VMware by Broadcom is aware of this issue and is working on a fix.

Resolution

  • The reported issue will be fixed on ESXi 7.0.3 P10

 

  • We will need to perform below steps on all the ESXi host that are using NFS4.1 to disable nfs41's file based scheduler:

 

SSH to the ESXI host and run this command:

# esxcli system module parameters set -m nfs41client -p fileBasedScheduler=0


Then run this command to check the nfs41's file based scheduler is disabled


# esxcli system module parameters list -m nfs41client


------------------ ---- ----- -----------
fileBasedScheduler bool 0 Enable/Disable file based scheduler for NFSv41 (default: 1)

 

Then reboot the ESXi host.


Perform this action on all the host with NFS 4.1 mounted datastores.

 

Additional Information

What will be the impact of disabling File based scheduler?

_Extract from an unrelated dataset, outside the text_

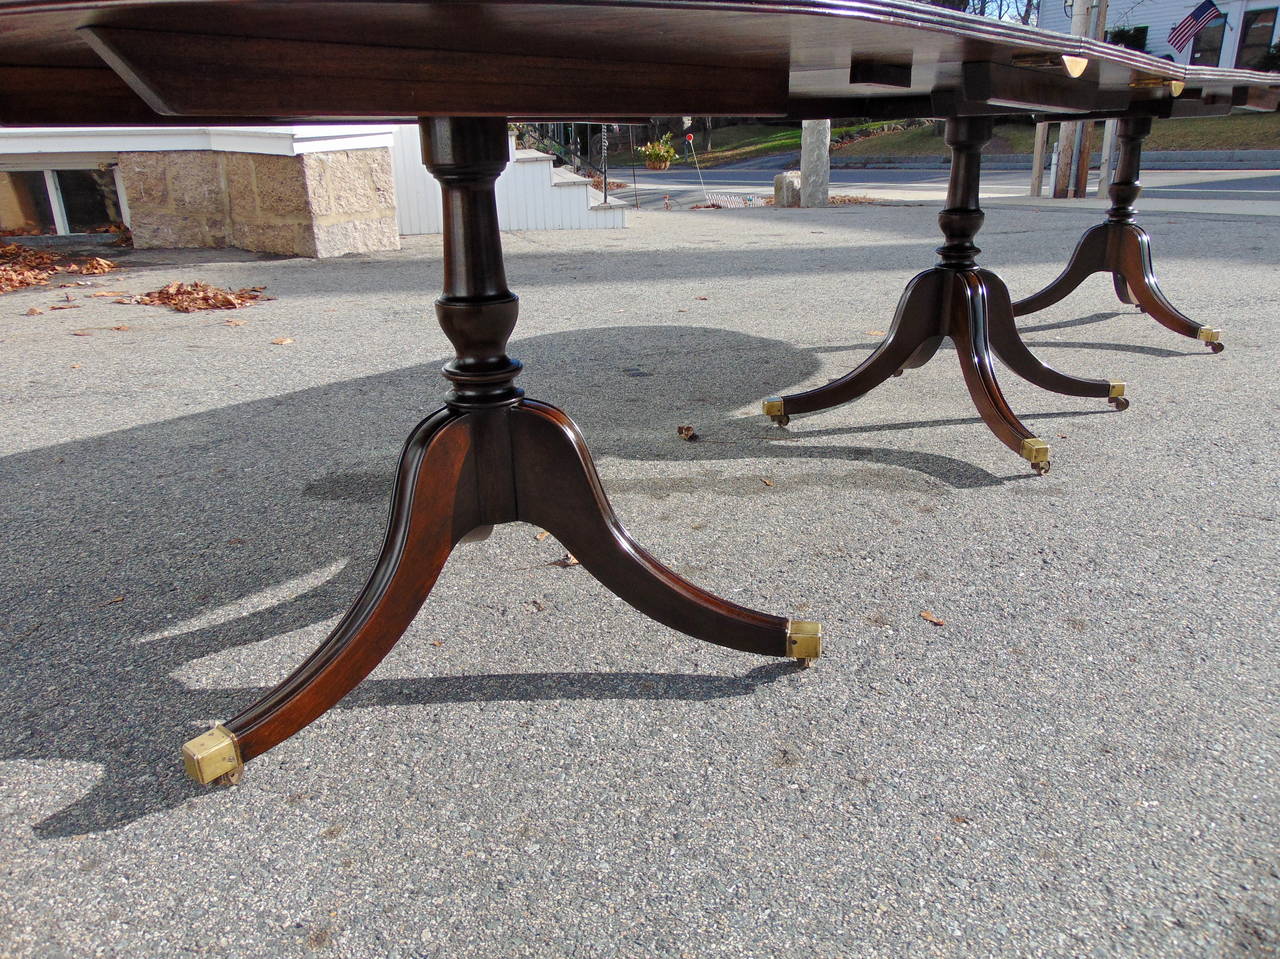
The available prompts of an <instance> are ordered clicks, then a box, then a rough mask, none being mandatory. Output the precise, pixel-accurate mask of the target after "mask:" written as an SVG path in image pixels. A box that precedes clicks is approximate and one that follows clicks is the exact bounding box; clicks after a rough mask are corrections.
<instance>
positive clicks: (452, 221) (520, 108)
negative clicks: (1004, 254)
mask: <svg viewBox="0 0 1280 959" xmlns="http://www.w3.org/2000/svg"><path fill="white" fill-rule="evenodd" d="M1277 106H1280V77H1277V76H1275V74H1262V73H1251V72H1242V70H1222V69H1208V68H1188V67H1181V65H1178V64H1172V63H1169V61H1165V60H1160V59H1156V58H1152V56H1148V55H1146V54H1139V52H1135V51H1132V50H1125V49H1123V47H1116V46H1111V45H1106V44H1101V42H1098V41H1092V40H1084V38H1080V37H1068V36H1061V35H1055V33H1048V32H1044V31H1038V29H1033V28H1028V27H1023V26H1019V24H1009V23H1002V22H997V20H991V19H982V18H977V17H968V15H965V14H957V13H955V12H951V10H946V9H942V8H934V6H925V5H920V4H914V3H909V1H908V0H874V1H873V0H768V1H763V3H762V1H756V0H698V1H686V0H595V1H588V0H579V1H577V3H559V1H557V0H490V1H485V3H475V1H472V0H458V1H456V3H415V1H412V0H403V1H399V3H369V1H355V3H349V1H348V3H326V1H324V0H301V1H298V3H287V4H285V3H253V1H247V3H246V1H244V0H234V1H233V0H206V3H195V4H192V3H168V1H166V0H91V1H67V0H0V123H3V124H18V125H23V124H26V125H51V124H76V125H92V124H131V125H136V124H142V125H163V124H186V125H189V124H191V123H193V122H196V123H198V124H201V125H210V124H225V123H246V122H250V120H252V122H275V120H283V122H305V120H316V119H320V120H326V122H334V120H339V122H340V120H347V119H361V120H364V119H369V118H397V119H402V118H421V127H422V141H424V161H425V164H426V165H428V168H429V169H430V170H431V173H433V174H434V175H435V177H436V178H438V179H439V182H440V186H442V191H443V202H444V284H443V287H444V289H443V294H442V296H440V298H439V300H438V301H436V315H438V319H439V323H440V325H442V328H443V329H444V332H445V334H447V335H448V338H449V341H451V342H452V343H453V346H454V350H456V357H454V360H453V361H451V362H449V364H448V365H447V366H445V367H444V375H445V378H447V379H448V380H449V385H451V391H449V392H448V394H447V396H445V399H444V406H443V407H442V408H440V410H438V411H436V412H434V414H433V415H430V416H428V417H426V419H425V420H424V421H422V423H421V424H420V425H419V426H417V428H416V429H415V430H413V433H412V434H411V437H410V438H408V442H407V443H406V447H404V452H403V455H402V457H401V462H399V466H398V470H397V476H396V483H394V490H393V497H392V510H390V520H389V524H388V531H387V536H385V542H384V545H383V551H381V553H380V556H379V558H378V561H376V563H375V567H374V571H372V574H371V576H370V579H369V583H367V584H366V586H365V588H364V590H362V592H361V593H360V595H358V597H357V598H356V600H355V603H353V604H352V607H351V609H349V611H348V612H347V615H346V616H344V617H343V618H342V620H340V621H339V624H338V625H337V626H335V627H334V630H333V631H332V634H330V635H329V636H328V639H325V641H324V643H323V644H321V645H320V648H319V649H316V652H315V653H312V654H311V657H308V658H307V659H306V662H303V663H302V665H301V666H300V667H298V668H297V670H296V671H294V672H293V673H292V675H291V676H289V677H288V679H285V680H284V681H283V682H282V684H280V685H279V686H276V688H275V689H274V690H271V691H270V693H269V694H268V695H265V697H264V698H262V699H261V700H259V702H257V703H253V704H252V705H250V707H248V708H246V709H244V711H243V712H241V713H239V714H238V716H236V717H234V718H232V720H229V721H228V722H227V723H220V725H216V726H215V727H214V729H212V730H210V731H209V732H206V734H204V735H201V736H197V737H196V739H193V740H192V741H191V743H188V744H187V745H186V746H183V755H184V761H186V763H187V768H188V772H189V773H191V775H192V776H195V777H196V778H197V780H200V781H202V782H211V781H236V780H238V777H239V775H241V772H242V770H243V763H244V762H246V761H248V759H251V758H253V757H255V755H260V754H261V753H264V752H266V750H269V749H271V748H273V746H275V745H276V744H279V743H280V741H283V740H284V739H287V737H289V736H292V735H293V734H296V732H297V731H298V730H301V729H302V727H305V726H306V725H307V723H308V722H311V721H312V720H315V718H316V717H319V716H321V714H323V713H324V712H325V711H326V709H329V708H332V707H333V705H334V704H335V703H337V702H338V700H339V699H340V698H342V697H343V695H346V694H347V693H348V691H349V690H351V689H353V688H355V686H356V685H357V684H358V682H360V681H361V680H362V679H364V677H365V676H367V675H369V672H370V671H371V670H372V668H374V667H375V666H376V665H378V663H379V662H380V661H381V658H383V657H384V656H385V654H387V652H388V650H389V649H390V648H392V647H393V645H394V644H396V641H397V640H398V639H399V638H401V635H402V634H403V633H404V630H406V629H407V627H408V625H410V622H411V621H412V618H413V616H415V615H416V612H417V611H419V608H420V607H421V604H422V602H424V600H425V599H426V595H428V593H429V592H430V589H431V586H433V584H434V583H435V579H436V576H438V575H439V572H440V568H442V566H443V563H444V561H445V558H447V557H448V554H449V552H451V551H452V549H453V547H454V545H457V544H458V543H460V542H461V540H462V539H463V538H467V536H474V535H484V534H485V531H486V530H488V529H489V528H492V526H493V525H494V524H499V522H509V521H517V520H520V521H525V522H530V524H534V525H538V526H541V528H544V529H547V530H549V531H552V533H553V534H554V535H556V536H557V538H558V539H559V540H561V542H562V543H563V544H564V547H566V548H567V549H568V551H570V552H572V553H573V554H575V556H576V557H577V558H579V560H580V561H581V563H582V566H584V567H585V568H588V570H589V571H590V572H591V574H593V575H594V576H596V577H598V579H599V580H600V581H602V583H603V584H604V585H605V586H608V588H609V589H611V590H612V592H614V593H616V594H617V595H620V597H622V598H623V599H626V600H627V602H628V603H631V604H632V606H634V607H636V608H637V609H640V611H641V612H644V613H645V615H648V616H650V617H653V618H655V620H657V621H659V622H663V624H666V625H668V626H671V627H673V629H677V630H681V631H684V633H686V634H689V635H691V636H695V638H698V639H703V640H707V641H710V643H718V644H721V645H726V647H730V648H733V649H741V650H745V652H751V653H759V654H763V656H774V657H786V658H790V659H792V661H796V662H799V663H801V665H809V663H810V662H813V659H814V658H817V657H818V656H819V654H820V649H822V630H820V627H819V626H818V624H814V622H806V621H792V620H787V618H785V617H781V616H773V615H768V613H763V612H756V611H754V609H748V608H745V607H741V606H737V604H733V603H730V602H727V600H724V599H721V598H718V597H714V595H712V594H709V593H707V592H705V590H701V589H699V588H698V586H695V585H692V584H691V583H689V581H686V580H684V579H682V577H680V576H677V575H676V574H675V572H672V571H671V570H668V568H667V567H664V566H663V565H662V563H659V562H658V561H657V560H655V558H654V557H652V556H650V554H649V553H646V552H645V551H644V549H643V548H641V547H640V545H639V544H636V543H635V542H634V540H632V539H631V538H630V535H628V534H627V533H626V530H625V529H623V528H622V525H621V522H620V521H618V519H617V517H616V516H614V513H613V511H612V510H611V507H609V504H608V501H607V499H605V496H604V492H603V490H602V488H600V483H599V479H598V478H596V474H595V470H594V467H593V465H591V460H590V455H589V452H588V449H586V446H585V443H584V442H582V438H581V435H580V434H579V431H577V429H576V428H575V426H573V424H572V421H571V420H570V419H568V417H567V416H566V415H564V414H563V412H561V411H559V410H557V408H554V407H552V406H548V405H547V403H541V402H538V401H534V399H529V398H526V397H524V394H522V391H521V389H520V388H518V387H517V385H516V376H517V374H518V373H520V364H518V362H517V361H515V360H512V359H511V357H509V356H508V355H507V342H508V338H509V337H511V334H512V330H513V329H515V325H516V319H517V312H518V300H517V297H516V294H515V293H512V292H511V291H509V289H508V288H507V282H506V274H504V270H503V260H502V245H500V234H499V230H498V218H497V205H495V201H494V181H495V178H497V177H498V174H499V173H500V170H502V169H503V166H504V165H506V163H507V123H506V120H507V118H509V117H520V118H545V119H552V118H564V119H582V118H595V119H607V118H632V117H650V115H671V114H691V115H776V117H790V118H809V117H814V118H822V117H850V115H859V117H886V118H893V117H942V118H946V120H947V128H946V142H947V145H948V147H950V150H951V151H952V164H951V177H950V184H948V192H947V201H946V207H945V209H943V210H942V213H941V214H940V220H938V222H940V227H941V229H942V233H943V238H945V242H943V245H942V246H941V247H940V248H938V254H940V260H938V262H937V264H936V265H934V266H933V268H931V269H927V270H925V271H924V273H920V274H919V275H916V277H915V278H914V279H913V280H911V282H910V283H909V284H908V288H906V292H905V293H904V296H902V300H901V302H900V303H899V309H897V315H896V316H895V319H893V324H892V328H891V330H890V334H888V335H887V337H886V341H884V342H883V344H882V346H881V347H879V348H878V350H877V351H876V352H874V353H873V355H872V356H870V357H868V360H867V361H865V362H863V364H861V365H860V366H859V367H858V369H855V370H854V371H851V373H850V374H849V375H846V376H844V378H841V379H838V380H836V382H833V383H831V384H827V385H826V387H820V388H818V389H813V391H808V392H805V393H797V394H794V396H787V397H771V398H769V399H767V401H765V405H764V411H765V414H768V415H769V416H772V417H773V419H774V420H776V421H778V423H781V424H783V425H785V424H786V423H787V420H788V419H790V416H791V415H794V414H799V412H813V411H817V410H820V408H827V407H829V406H833V405H836V403H842V402H846V401H849V399H852V398H855V397H858V396H861V394H864V393H865V392H868V391H869V389H872V388H874V387H876V385H877V384H878V383H881V382H883V380H884V379H886V378H887V376H890V375H895V374H900V373H901V371H904V370H906V369H911V367H915V366H919V365H920V364H923V362H925V361H927V360H928V359H929V357H931V356H932V355H933V353H934V351H936V350H937V347H938V343H940V342H941V339H942V338H943V337H951V338H952V339H954V341H955V343H956V347H957V351H956V352H957V357H959V361H960V366H961V373H963V375H964V379H965V383H966V385H968V388H969V392H970V396H972V397H973V401H974V405H975V406H977V408H978V411H979V412H980V415H982V417H983V420H984V421H986V423H987V425H988V426H989V428H991V430H992V431H993V433H995V434H996V437H997V438H998V439H1000V440H1001V442H1004V443H1005V444H1006V446H1009V447H1010V448H1011V449H1014V451H1015V452H1018V453H1019V455H1021V456H1023V457H1025V458H1027V460H1028V461H1029V462H1030V465H1032V467H1033V469H1036V470H1037V471H1038V472H1043V471H1044V470H1047V469H1048V446H1047V444H1046V443H1043V442H1042V440H1039V439H1038V438H1037V437H1034V435H1033V434H1032V433H1030V431H1029V430H1028V429H1027V428H1025V426H1024V425H1023V424H1021V423H1020V421H1019V420H1018V417H1016V415H1015V414H1014V412H1012V410H1011V408H1010V406H1009V403H1007V402H1006V399H1005V398H1004V396H1002V393H1001V391H1000V385H998V383H997V380H996V374H995V364H993V360H992V355H995V356H998V357H1000V359H1001V360H1004V361H1005V364H1006V365H1007V366H1009V367H1010V369H1012V370H1014V371H1015V373H1018V374H1019V375H1021V376H1024V378H1027V379H1028V380H1030V382H1032V383H1036V384H1037V385H1041V387H1043V388H1046V389H1052V391H1056V392H1061V393H1068V394H1073V396H1085V397H1098V398H1106V399H1108V401H1110V402H1111V403H1114V405H1115V406H1117V407H1119V408H1124V407H1125V406H1128V399H1126V398H1125V397H1124V384H1121V383H1117V382H1114V380H1105V379H1082V378H1078V376H1073V375H1068V374H1064V373H1059V371H1056V370H1052V369H1050V367H1048V366H1046V365H1043V364H1042V362H1041V361H1039V360H1037V359H1036V357H1034V356H1033V355H1032V352H1030V351H1029V350H1028V348H1027V346H1025V344H1024V343H1023V341H1021V338H1020V337H1019V334H1018V329H1016V325H1015V323H1014V315H1015V314H1027V312H1032V311H1036V310H1039V309H1043V307H1044V306H1048V305H1050V303H1052V302H1056V301H1059V300H1060V298H1062V297H1064V296H1066V294H1068V293H1069V292H1070V291H1071V289H1073V288H1074V287H1075V286H1076V284H1078V283H1079V282H1080V279H1082V278H1083V277H1085V275H1088V274H1089V273H1094V271H1108V273H1111V274H1112V275H1114V277H1115V288H1116V292H1117V294H1119V296H1120V297H1121V300H1124V301H1126V302H1135V303H1137V305H1138V306H1140V307H1142V309H1143V310H1146V311H1147V312H1149V314H1151V315H1152V316H1153V318H1155V319H1157V320H1158V321H1160V323H1162V324H1165V325H1166V326H1169V328H1170V329H1172V330H1175V332H1178V333H1181V334H1184V335H1192V337H1197V338H1199V339H1202V341H1204V342H1207V343H1210V344H1211V347H1212V348H1215V350H1221V343H1220V342H1219V335H1217V332H1216V330H1211V329H1208V328H1204V326H1201V325H1198V324H1196V323H1193V321H1192V320H1189V319H1187V318H1185V316H1183V315H1181V314H1179V312H1178V311H1176V310H1175V309H1174V307H1172V306H1171V305H1170V303H1169V301H1167V300H1166V298H1165V297H1164V294H1162V293H1161V292H1160V288H1158V286H1157V284H1156V280H1155V271H1153V269H1152V264H1151V251H1149V239H1148V238H1147V234H1146V233H1143V232H1142V229H1140V228H1139V227H1137V224H1135V222H1134V210H1133V201H1134V200H1135V198H1137V196H1138V192H1139V183H1138V168H1139V159H1140V142H1142V137H1143V136H1146V133H1147V132H1148V131H1149V127H1151V118H1153V117H1184V115H1185V117H1192V115H1215V114H1222V113H1228V111H1230V110H1231V109H1233V108H1245V109H1258V110H1275V109H1276V108H1277ZM1011 114H1024V115H1025V114H1037V115H1042V117H1052V118H1064V119H1087V118H1103V117H1120V118H1124V120H1123V123H1121V132H1120V140H1121V159H1120V164H1119V169H1117V177H1116V182H1115V184H1114V186H1112V188H1111V198H1112V207H1111V210H1110V211H1108V215H1107V219H1106V222H1105V223H1103V224H1100V225H1098V227H1096V228H1093V229H1092V230H1089V232H1088V233H1085V236H1084V237H1083V238H1082V241H1080V243H1079V245H1078V247H1076V251H1075V254H1074V255H1073V257H1071V262H1070V264H1069V266H1068V268H1066V270H1065V271H1064V273H1062V275H1061V277H1060V278H1059V279H1057V280H1055V282H1053V283H1052V284H1051V286H1050V287H1047V288H1046V289H1044V291H1041V292H1039V293H1036V294H1034V296H1030V297H1027V298H1024V300H1021V301H1018V302H1012V301H1011V300H1010V296H1009V292H1007V289H1006V288H1005V284H1004V282H1002V280H1000V278H998V277H997V275H996V274H995V273H992V271H991V270H986V269H980V268H979V266H978V264H977V260H975V257H977V254H978V252H979V251H978V247H977V246H975V245H974V237H975V234H977V233H978V229H979V228H980V225H982V222H983V213H982V210H980V206H979V202H978V195H979V184H980V150H982V146H983V145H984V143H986V142H987V140H988V138H989V136H991V123H992V118H993V117H1000V115H1011Z"/></svg>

With FBS, one can set policies (IOPS throughput etc) per vmdk of a VM.

Without FBS, policy are per VM, per datastore.
For example: VM with vmdk1 and vmdk2 on NFS1
                      vmdk3 and vmdk4 on NFS2
                      Assume policy of 100iops are set per vmdk.

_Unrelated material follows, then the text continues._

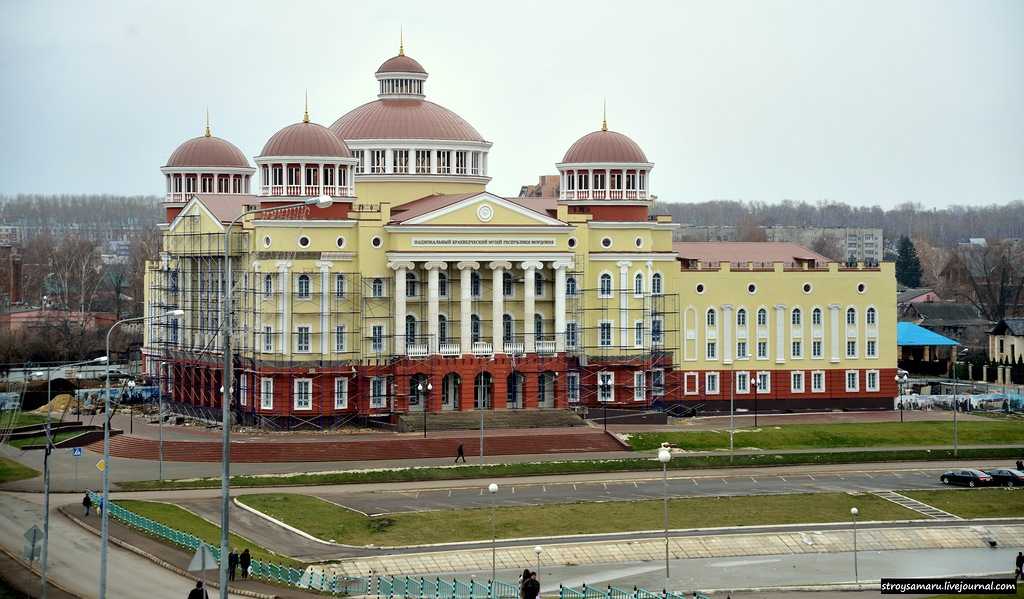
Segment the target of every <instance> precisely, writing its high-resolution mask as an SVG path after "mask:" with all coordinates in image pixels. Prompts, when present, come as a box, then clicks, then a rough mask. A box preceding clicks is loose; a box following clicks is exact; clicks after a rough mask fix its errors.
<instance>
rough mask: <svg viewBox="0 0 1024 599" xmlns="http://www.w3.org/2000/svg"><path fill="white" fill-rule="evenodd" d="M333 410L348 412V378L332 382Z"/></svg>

         With FBS: NFS allows only 100 IOPS for each of the above vmdks.(per VM per vmdk)
         Without FBS: vmdk1 and vmkdk2 get cumulative of 200 IOPS. It can happen vmdk1 gets 150 IOPS while vmdk2 get 50 IOPS.
                   Similarly on vmdk3 and vmdk4 also.

If you do not have such policies on vmdks then these changes have no impact.